Sin embargo, la compañía de Bill Gates pasa por ser una de las más odiadas del planeta por su cuasi monopolio informático. ¿Seguirá Google el mismo camino? Todo parece converger en inquietantes indicios al respecto.

Días pasados se han producido protestas y manifestaciones en numerosas ciudades del mundo por la vergonzante sumisión al régimen chino –secundada en esto por Yahoo y Microsoft-.

Tan grave es el asunto y tales grietas está generando en las placas tectónicas de nuestra democracia virtual que el Congreso de EEUU ha tenido que tomar cartas en el asunto, si bien las posibilidades de que las firmas en cuestión le escuchen son las mismas que tiene el Real Mallorca de ganar la Liga.

Otro problema es el preocupante tejemaneje que el buscador se trae con nuestros datos: retención de direcciones IP y de cualquier clase de información sobre el tráfico que se genera en su entorno, cookies que serán chivatas allende varios lustros…

Si alguien se preguntara por qué hay que desconfiar de una empresa tan buena cuyo lema es no hagas el mal, una respuesta cívica, democrática y acorde sería esta: ¿Y por qué hay que confiar en ella?

Por otra parte, los mercados financieros vienen castigando los títulos de Google de una forma que obliga a pensar si el buscador será el desencadenante de una nueva catástrofe puntocom, arrastrando a los infiernos a todo un sector que prácticamente vive a sus pies.

La diferencia entre la-valoración-que-tengo y los beneficios-que-genero es tan abismal que, o se producen pronto las correcciones pertinentes, o volveremos a encontrarnos en peligro cierto.
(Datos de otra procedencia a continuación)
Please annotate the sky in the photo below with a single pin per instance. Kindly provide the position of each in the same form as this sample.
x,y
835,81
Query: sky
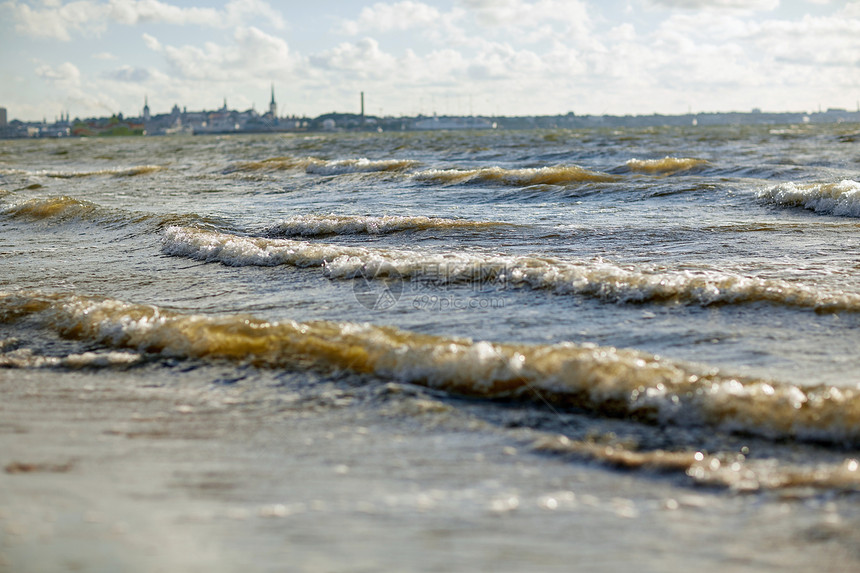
x,y
451,57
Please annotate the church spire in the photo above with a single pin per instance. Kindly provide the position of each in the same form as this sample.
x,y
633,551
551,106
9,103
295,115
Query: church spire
x,y
273,107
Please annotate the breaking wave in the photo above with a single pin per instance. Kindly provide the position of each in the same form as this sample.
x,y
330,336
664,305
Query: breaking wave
x,y
321,225
560,175
117,172
64,209
602,280
841,199
325,167
666,165
603,380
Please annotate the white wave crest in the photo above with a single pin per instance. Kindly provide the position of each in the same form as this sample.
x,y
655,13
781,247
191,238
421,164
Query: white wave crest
x,y
598,279
841,199
316,225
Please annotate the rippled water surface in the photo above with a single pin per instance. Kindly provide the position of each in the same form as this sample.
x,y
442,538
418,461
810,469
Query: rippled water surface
x,y
705,279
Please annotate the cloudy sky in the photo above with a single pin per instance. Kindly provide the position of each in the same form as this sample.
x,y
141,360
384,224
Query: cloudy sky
x,y
489,57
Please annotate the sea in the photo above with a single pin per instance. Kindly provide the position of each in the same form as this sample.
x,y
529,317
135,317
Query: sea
x,y
671,309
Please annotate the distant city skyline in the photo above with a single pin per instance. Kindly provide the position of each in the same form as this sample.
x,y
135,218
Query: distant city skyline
x,y
454,57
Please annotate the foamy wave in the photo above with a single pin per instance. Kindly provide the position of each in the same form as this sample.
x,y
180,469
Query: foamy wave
x,y
841,199
604,380
117,172
318,225
342,166
666,165
326,167
62,209
66,209
560,175
26,358
602,280
734,472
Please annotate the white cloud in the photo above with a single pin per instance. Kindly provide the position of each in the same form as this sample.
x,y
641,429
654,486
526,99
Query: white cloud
x,y
400,16
60,21
360,59
743,5
128,74
253,55
66,73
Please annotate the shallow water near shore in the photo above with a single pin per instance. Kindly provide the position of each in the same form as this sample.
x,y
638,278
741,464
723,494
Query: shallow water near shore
x,y
474,337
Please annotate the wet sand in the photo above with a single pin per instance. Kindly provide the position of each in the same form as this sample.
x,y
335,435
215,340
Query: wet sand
x,y
107,471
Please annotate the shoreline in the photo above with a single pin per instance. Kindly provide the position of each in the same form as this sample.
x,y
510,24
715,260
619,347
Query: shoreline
x,y
106,470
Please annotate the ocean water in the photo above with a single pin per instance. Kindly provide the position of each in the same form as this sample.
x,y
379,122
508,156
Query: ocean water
x,y
679,294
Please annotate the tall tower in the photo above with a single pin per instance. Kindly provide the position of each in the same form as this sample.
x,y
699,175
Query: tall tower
x,y
273,107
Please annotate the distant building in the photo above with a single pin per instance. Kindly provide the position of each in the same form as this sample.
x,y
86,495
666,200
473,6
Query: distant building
x,y
273,107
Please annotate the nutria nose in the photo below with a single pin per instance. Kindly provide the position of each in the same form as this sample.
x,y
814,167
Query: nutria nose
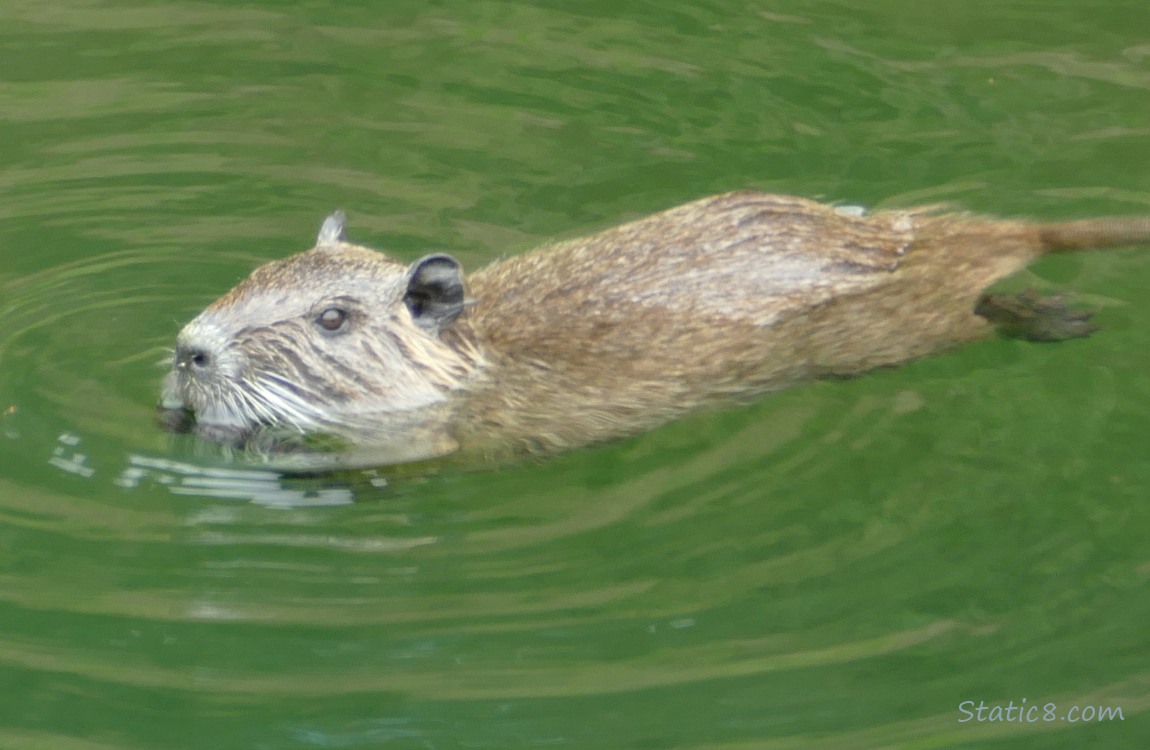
x,y
193,358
En cualquier caso, las acciones y actitudes del buscador son tan antiguas como la humanidad, y preciso sería ser un ignorante de la natural condición humana para sorprenderse de que el poder, individual o colectivo, se retroalimente a sí mismo en espirales sin fin.

El poderoso quiere siempre más: dinero, posición, presencia, influencia, mercado, usuarios, clientes… Es lo que hace Google. Es lo que haríamos todos. Más.